Your character is now a woman, but you are also a woman in the midst of all these male soldiers. What is that dynamic like for you, and how did you build that camaraderie?
I feel like that’s been the story of my life. It’s always me and a bunch of dudes. I remember when I was sitting at a press conference for Sherlock Holmes with Jude Law, Robert Downey Jr. and Guy Ritchie. I was sitting there with all these men, and a journalist asked me, “You work a lot and you have a son? How do you make that work?” And I was like, “Well, Jude, how many kids do you have? And Rob, you have a couple of kids. And Guy, you have a couple of kids too. Why do you ask me?” It just feel like it’s always one woman and a lot of men. But I grew up doing martial arts and always training with boys. It’s quite straightforward; it’s really down to the power work straightaway. It was a very tight group; I loved my co stars. It was fun. It was hard, with long days, and it was cold.

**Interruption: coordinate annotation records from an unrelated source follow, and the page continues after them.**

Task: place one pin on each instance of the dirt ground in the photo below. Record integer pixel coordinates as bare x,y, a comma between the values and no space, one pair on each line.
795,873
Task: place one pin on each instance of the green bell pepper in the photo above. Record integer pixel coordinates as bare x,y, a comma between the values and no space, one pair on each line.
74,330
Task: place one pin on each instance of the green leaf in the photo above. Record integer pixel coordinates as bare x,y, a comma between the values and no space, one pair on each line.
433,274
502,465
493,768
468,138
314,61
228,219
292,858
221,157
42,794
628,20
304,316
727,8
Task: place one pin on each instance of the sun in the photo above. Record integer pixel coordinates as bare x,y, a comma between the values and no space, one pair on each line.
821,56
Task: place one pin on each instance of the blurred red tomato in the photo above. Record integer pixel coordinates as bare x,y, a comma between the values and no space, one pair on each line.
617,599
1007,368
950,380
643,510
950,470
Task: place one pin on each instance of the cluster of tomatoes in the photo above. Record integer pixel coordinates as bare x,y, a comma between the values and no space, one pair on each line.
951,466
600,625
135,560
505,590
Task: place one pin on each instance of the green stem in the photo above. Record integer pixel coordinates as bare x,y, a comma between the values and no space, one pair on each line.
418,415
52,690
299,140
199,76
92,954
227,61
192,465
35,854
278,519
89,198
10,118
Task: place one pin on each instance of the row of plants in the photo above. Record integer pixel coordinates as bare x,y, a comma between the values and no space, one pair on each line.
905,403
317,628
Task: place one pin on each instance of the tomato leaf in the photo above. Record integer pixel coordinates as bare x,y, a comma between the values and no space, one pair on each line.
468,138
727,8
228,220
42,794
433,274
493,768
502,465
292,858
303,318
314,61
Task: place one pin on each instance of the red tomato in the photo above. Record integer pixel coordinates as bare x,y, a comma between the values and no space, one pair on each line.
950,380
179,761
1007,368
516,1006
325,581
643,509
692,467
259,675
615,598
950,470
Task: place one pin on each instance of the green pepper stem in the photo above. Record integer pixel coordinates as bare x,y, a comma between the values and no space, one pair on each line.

I had an accident; I broke my nose on the second week of filming. I got the camera in my face and had a double fracture and concussion. It was really intense, and we had to pause production. Then I had to use all that fragility and coming back from an injury and how that made me feel – [I was] overcoming my own fears, and then I felt like I had to use it all and put it into the character. This journey became even deeper and even more important, because I had to overcome all these things and really cannibalize them to focus all the desperation and the anger and the rage into the character. The movie really lived in me, in so many ways.